![Cinnamon_Buns[1]](http://magee59.ca/wordpress/wp-content/uploads/2010/12/Cinnamon_Buns11-150x150.jpg)
Dough: 3 cups (750 mL) 2% milk; 6 tablespoons (90 mL) butter; 6 tablespoons (90 mL) granulated sugar; 1 tablespoon (15 mL) salt; 1 teaspoon (5 mL) sugar; 1/2 cup (125 mL) warm water; 2 (8 g) packages active dry yeast; 2 large eggs; 9 cups (2.25 L) all-purpose flour.
Filling: 1 1/4 cups (300 mL) sugar; 2 tablespoons (30 mL) ground cinnamon; 3/4 cup (175 mL) melted butter, divided.
Dough: Scald the milk. Stir in butter, 6 tablespoons (90 mL) sugar, and salt. Cool to lukewarm. Dissolve the 1 teaspoon (5 mL) sugar in lukewarm water. Sprinkle yeast over water mixture. Let stand in warm place for 10 minutes; stir. In large bowl, combine lukewarm milk mixture and eggs. Stir in dissolved yeast.

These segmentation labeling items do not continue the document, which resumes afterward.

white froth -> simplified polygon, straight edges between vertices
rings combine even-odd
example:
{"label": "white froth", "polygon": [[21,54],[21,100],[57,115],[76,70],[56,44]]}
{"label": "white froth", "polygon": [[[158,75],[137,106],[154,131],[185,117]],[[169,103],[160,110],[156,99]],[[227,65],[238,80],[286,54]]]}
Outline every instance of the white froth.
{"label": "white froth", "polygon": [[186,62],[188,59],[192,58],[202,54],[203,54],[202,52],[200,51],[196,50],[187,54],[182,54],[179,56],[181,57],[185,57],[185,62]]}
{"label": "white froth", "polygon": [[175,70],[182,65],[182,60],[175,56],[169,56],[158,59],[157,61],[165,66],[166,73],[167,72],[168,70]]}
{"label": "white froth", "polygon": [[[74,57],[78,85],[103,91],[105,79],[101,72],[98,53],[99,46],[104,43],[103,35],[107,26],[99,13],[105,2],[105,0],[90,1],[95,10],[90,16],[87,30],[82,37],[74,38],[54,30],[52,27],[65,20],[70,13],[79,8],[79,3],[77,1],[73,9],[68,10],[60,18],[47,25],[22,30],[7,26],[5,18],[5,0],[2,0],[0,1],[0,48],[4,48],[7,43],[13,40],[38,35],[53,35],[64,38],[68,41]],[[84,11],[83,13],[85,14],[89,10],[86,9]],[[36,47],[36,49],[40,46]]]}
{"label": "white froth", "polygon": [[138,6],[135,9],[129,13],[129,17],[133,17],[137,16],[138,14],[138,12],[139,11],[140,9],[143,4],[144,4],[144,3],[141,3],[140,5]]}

Add 4 to 5 cups (1 to 1.25 L) flour and beat well for 10 minutes. With wooden spoon, gradually add enough of the remaining flour to make a soft dough. Turn dough out on to lightly floured surface and knead until smooth and elastic, adding additional flour as needed. (This is a soft dough.) Place in well greased bowl and roll dough over to grease the top. Cover with a damp cloth and let rise in warm place for 1 hour or until double in size.
Meanwhile prepare filling: In small bowl, combine sugar and cinnamon; set aside.
Punch down dough and turn out on to lightly floured surface. Divide dough in half. Roll out each piece of dough into 18×9-inch (46×23 cm) rectangle. Brush each rectangle generously with melted butter. Place remaining melted butter in bottom of 161/2 x111/2 x21/2-inch (42x29x6 cm) pan. Sprinkle an equal portion of sugar-cinnamon mixture evenly over each rectangle. Roll each dough rectangle up tightly like a jelly roll, starting from the long side; pinch seam to seal. With sharp knife, cut into 2-inch (5 cm) slices. Arrange slices, cut-side down, in prepared pan and cover loosely with greased wax paper. Let rise in warm place for 45 to 60 minutes or until doubled in size.
Bake at 350 F (180 C) for 35 to 45 minutes or until baked. Remove from oven and immediately invert on to serving tray. Recipe makes 18 large cinnamon buns.